Le pouvoir de la lenteur advient dans la contem­plation des choses, il s’installe dans une perception que nous avons du temps qui passe. L’exposition La lenteur et autres soubresauts présente le travail de trois jeunes artistes qui, chacune à leur manière, parviennent à sublimer « cette disponibilité de l’individu » comme aimait l’appeler Pierre Sansot, philosophe français (1928-2005).

Chez Nathalie Grimard, la lenteur va de pair avec la patience : patience de l’esprit qui accompagne le geste délicat de la broderie, patience de l’être qui veut faire son deuil. Dans Nœuds (1 à 12) et L’héliport, l’artiste utilise des fils provenant du pyjama que portait son père le jour de son décès, à 71 ans. Que de patience émotionnelle et artistique lui a-t-il fallu pour suturer les plaies béantes de cette perte ! Chaque tableau narre le récit de cette patience par une topographie singulière faite de fils, de nœuds et d’une myriade de trous percés à l’aiguille. L’acte de perfo­ration révèle une forme de tension concentrique, témoin de la souffrance vécue par la perte. De l’ensemble se distingue un élément commun : le cercle. La forme orbiculaire représente le cercle marqué au sol de l’héliport jouxtant l’hôpital où le père de l’artiste est décédé. Cette vision qu’elle avait de sa chambre devient presque méditative lorsqu’elle renvoie à la forme diagrammatique du mandala (Nœuds 1 et Nœuds 8). On peut même se laisser aller à voir dans ces tableaux texturés une cartographie de l’âme (pourquoi pas celle du défunt !).
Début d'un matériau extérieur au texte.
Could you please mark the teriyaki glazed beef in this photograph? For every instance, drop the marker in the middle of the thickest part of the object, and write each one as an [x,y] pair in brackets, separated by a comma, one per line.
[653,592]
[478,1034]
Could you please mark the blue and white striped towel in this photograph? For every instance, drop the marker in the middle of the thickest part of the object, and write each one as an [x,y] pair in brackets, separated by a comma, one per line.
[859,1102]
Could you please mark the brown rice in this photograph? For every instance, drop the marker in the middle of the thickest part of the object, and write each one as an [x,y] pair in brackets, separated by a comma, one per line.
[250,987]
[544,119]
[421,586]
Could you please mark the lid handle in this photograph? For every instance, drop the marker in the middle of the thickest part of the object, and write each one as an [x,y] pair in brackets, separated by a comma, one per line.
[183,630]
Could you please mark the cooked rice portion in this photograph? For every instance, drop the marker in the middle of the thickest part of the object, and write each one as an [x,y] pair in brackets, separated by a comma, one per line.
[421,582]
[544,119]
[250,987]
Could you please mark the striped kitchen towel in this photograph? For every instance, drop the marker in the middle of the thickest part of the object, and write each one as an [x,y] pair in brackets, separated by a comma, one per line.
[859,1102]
Dans une dimension symbolique plus traditionnelle, et moins personnelle, le lien avec la forme de la roue (ici anamorphique) ne passe certainement pas inaperçu. Symbole des cycles (de vie et de mort) qui se succèdent, elle est aussi celui du temps qui passe.
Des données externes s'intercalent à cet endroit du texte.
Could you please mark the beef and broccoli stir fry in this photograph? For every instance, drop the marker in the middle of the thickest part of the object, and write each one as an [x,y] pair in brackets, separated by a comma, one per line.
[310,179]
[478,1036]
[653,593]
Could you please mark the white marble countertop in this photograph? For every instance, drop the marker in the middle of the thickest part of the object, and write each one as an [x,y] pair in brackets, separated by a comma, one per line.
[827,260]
Ce temps qui passe ne serait pas perceptible s’il n’était pas tributaire du mouvement et de la transformation. Erika Kierulf choisit de l’explorer par la contemplation d’une nature œuvrant dans la lenteur. L’artiste propose deux vidéos et une série de 10 photo­grammes mettant en scène des milliers d’oiseaux assaillant un arbre dans Finally we are one (or Conscious transference), de délicats cocons occupant un autre arbre dans The Nest (chasing instar) ou une plante desséchée dans la série You have the sun, I have the moon. Il se dégage de chacune des œuvres une forme de poésie visuelle de la contemplation provenant de la force et de la stabilité de l’arbre, de la blancheur des cocons et de la constellation de points, de lignes et de taches des photogrammes dessinant les nervures de la plante morte. Si elles donnent l’impression que le temps s’est arrêté, il n’en est rien. La cacophonie des milliers d’oiseaux, d’emblée irritante et envahissante, devient ambiante. S’évanouissant dans l’œil contemplatif de la scène, le cri muet des volatiles fait écho au silence des cocons blancs minutieusement tissés par des milliers de chenilles. Cette communauté est plus discrète à l’oreille humaine que celle des oiseaux, mais non moins active.

Chez Anne-Renée Hotte, la communauté n’est pas envahissante. Elle est calme et paisible : c’est la famille, lieu par excellence de la socialisation et de la transformation individuelle, lieu qui rythme les rites de passage (enfance, adolescence, âge adulte). La vidéo La lignée place la famille dans un paysage serein : une forêt enneigée où se déplacent des individus vêtus de noir. Une femme tient une petite fille par la main et la guide au milieu des arbres. Dans un mouvement de travelling d’une émouvante lenteur, l’enfant passe de main en main. On ressent dans ce geste l’accueil de sa famille, véritable reconnaissance généalogique. Les deux photos qui avoisinent la vidéo, La lignée 1 et La lignée 2, montrent 14 personnages : ce sont les mêmes que ceux de la vidéo. À gauche, ils sont éparpillés, ce sont presque des points noirs anonymes qui composent l’immensité du paysage. À droite, ils sont placés les uns derrière les autres, peut-être pour donner davantage corps au concept de filiation ! Qui sont-ils ? Peu importe. Que font-ils ? Ils sont ensemble, ils passent à travers le temps comme l’enfant de la vidéo guidée par la main de la femme en noir.

De cette exposition, il se dégage une forme de sagesse que seule la « disponibilité de l’individu » permet d’atteindre et de vivre.